Luhmühlen. Eigentlich ist es verwunderlich, dass Peter Thomsen eine große Pferdesportkarriere gelungen ist. Sein erstes Pferd, eine Shetland-Pony-Stute, warf ihn ab, und er brach sich mehrfach den Arm. Da war er zehn Jahre alt, und mit Reiten war erst mal Schluss. Gut, dass er etwa vier Jahre später wieder mit dem Reitsport begann. So wurde aus dem in Flensburg geborenen Nordlicht ein erfolgreicher Vielseitigkeitsreiter, zweifacher Mannschafts-Olympiasieger – und der künftige Vielseitigkeits-Bundestrainer.
Eigentlich sollte Peter Thomsen, der in Lindewitt in Schleswig-Holstein zu Hause ist, schon im neuen Amt sein. „Aber durch Corona und die Verschiebung der Olympischen Spiele wurden die Verträge aller Reit-Bundestrainer noch einmal verlängert“, erklärt der 60-Jährige.
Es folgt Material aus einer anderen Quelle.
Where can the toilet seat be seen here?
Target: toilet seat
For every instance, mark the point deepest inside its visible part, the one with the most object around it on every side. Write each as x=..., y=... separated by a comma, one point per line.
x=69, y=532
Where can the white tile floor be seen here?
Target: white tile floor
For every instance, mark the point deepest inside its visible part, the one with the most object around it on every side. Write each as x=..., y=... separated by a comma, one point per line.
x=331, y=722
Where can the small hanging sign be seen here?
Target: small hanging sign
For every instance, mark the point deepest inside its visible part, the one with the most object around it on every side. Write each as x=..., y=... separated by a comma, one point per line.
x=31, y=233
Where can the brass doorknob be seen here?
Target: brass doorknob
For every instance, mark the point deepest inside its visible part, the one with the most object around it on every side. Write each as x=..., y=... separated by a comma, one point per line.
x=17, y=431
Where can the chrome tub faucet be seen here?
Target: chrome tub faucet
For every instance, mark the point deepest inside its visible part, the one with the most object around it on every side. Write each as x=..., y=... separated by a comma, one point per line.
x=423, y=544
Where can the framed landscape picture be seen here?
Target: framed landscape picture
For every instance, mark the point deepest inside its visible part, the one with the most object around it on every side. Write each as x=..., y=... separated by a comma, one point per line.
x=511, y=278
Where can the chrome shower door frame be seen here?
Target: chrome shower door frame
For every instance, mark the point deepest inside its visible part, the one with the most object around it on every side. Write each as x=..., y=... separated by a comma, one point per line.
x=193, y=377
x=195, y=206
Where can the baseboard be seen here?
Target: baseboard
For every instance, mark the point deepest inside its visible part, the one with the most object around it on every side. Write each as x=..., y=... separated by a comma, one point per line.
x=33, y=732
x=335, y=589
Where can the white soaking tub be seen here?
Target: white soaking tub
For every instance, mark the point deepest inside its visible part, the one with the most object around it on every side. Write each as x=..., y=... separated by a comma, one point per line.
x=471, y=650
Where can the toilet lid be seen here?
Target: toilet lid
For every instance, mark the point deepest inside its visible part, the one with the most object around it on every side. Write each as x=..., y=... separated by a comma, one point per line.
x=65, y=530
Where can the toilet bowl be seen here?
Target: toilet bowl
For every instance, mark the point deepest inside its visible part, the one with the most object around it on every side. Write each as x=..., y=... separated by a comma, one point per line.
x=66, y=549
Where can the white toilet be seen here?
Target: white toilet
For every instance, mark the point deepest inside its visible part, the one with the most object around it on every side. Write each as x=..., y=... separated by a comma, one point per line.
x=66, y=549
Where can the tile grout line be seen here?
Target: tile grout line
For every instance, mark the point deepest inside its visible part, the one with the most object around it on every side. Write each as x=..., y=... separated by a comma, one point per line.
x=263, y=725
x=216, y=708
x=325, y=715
Vertraglich sei der Deal auch noch nicht fixiert, sagt er. Das gilt aber dem Vernehmen nach nur noch als Formsache. Seit der erfolgreichen Europameisterschaft 2019 in Luhmühlen begleitet Thomsen den noch amtierenden Bundestrainer Hans Melzer bei Championaten und größeren Turnieren. „Als stiller Beobachter“, wie er sagt. Um sich einzuarbeiten, die Abläufe zu verinnerlichen, eigene Strategien zu entwickeln.
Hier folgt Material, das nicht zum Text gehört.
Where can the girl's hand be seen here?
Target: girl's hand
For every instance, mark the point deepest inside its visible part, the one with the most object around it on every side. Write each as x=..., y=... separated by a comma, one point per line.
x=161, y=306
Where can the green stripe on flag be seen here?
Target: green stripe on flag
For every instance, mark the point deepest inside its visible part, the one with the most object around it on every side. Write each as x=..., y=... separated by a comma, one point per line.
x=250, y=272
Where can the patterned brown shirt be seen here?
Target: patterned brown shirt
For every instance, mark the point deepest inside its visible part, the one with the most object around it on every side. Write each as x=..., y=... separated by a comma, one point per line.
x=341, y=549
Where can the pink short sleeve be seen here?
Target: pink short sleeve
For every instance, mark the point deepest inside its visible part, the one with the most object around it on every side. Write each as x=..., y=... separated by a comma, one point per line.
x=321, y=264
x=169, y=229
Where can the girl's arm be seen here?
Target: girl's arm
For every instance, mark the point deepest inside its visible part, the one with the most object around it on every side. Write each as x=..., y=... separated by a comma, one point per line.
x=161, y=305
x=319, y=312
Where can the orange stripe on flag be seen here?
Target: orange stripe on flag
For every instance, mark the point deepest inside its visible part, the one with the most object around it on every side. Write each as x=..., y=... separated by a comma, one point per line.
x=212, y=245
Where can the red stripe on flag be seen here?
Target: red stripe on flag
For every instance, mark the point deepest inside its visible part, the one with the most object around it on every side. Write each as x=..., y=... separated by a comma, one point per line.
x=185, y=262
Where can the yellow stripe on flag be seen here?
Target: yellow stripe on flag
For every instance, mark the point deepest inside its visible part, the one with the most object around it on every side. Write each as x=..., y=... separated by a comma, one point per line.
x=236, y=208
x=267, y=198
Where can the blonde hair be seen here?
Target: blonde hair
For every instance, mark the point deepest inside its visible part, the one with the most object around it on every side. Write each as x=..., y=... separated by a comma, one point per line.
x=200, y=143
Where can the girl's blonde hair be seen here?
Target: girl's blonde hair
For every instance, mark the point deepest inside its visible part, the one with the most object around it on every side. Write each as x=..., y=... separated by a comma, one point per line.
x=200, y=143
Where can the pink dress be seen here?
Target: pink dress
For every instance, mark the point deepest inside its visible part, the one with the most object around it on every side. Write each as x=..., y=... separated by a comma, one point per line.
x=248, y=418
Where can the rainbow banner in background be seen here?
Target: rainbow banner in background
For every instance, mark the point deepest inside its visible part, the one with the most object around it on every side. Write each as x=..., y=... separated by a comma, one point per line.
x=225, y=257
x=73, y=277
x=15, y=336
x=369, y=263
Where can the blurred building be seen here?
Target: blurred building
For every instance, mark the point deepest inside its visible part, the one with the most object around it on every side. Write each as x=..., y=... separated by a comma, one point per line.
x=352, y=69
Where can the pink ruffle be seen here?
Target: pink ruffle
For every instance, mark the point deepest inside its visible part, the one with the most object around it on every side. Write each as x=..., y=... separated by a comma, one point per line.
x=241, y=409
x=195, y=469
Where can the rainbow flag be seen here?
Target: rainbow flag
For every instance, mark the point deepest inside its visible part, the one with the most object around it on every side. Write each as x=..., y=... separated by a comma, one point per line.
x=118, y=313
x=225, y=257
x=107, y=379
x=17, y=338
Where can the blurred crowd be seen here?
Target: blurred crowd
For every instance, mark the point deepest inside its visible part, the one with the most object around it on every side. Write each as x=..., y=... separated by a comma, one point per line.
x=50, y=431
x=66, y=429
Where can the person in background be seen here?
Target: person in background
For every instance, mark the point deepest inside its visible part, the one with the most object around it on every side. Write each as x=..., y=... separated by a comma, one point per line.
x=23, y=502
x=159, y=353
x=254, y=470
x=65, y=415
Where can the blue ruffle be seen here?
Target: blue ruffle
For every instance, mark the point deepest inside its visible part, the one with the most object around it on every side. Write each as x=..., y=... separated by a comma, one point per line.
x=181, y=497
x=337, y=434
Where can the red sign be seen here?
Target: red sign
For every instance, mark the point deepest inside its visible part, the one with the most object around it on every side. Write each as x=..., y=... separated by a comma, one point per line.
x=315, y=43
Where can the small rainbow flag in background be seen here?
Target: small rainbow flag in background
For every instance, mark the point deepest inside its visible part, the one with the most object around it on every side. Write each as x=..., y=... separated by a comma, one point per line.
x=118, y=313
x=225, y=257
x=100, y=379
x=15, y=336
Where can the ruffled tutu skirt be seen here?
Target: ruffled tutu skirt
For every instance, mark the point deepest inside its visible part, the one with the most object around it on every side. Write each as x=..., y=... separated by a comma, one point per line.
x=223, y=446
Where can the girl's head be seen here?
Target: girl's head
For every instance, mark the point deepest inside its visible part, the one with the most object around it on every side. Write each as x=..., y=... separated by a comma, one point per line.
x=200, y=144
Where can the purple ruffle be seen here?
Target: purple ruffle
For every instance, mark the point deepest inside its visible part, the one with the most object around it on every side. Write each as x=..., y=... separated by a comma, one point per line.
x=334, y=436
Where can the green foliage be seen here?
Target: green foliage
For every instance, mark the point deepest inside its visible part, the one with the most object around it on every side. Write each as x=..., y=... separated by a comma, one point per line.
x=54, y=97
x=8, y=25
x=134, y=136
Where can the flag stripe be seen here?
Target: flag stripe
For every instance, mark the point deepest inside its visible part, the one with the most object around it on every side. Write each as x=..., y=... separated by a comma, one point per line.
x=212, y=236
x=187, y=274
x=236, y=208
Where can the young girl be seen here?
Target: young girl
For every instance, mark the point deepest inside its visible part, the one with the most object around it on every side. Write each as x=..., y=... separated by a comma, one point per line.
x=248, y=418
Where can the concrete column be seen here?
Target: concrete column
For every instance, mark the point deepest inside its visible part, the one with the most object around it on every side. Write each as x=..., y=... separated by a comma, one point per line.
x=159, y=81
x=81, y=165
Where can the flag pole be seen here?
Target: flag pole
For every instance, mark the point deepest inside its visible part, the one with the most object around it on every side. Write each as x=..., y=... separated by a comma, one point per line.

„Wir machen das zwar zusammen. Und ich bin mit den Reiterinnen und Reitern auch schon Geländestrecken abgegangen und habe mit ihnen Strategien entwickelt. Aber Hans hat den Hut auf, ganz klar“, sagt Thomsen, „meine Amtszeit beginnt offiziell ab dem 1. Januar.“ Auch dieser Tage in Luhmühlen ist Thomsen dabei. Eine ganze Reihe der Reiterinnen und Reiter kennt er noch als Mitbewerber um Top-Platzierungen, „jetzt lerne ich sie aus der Trainerposition kennen“.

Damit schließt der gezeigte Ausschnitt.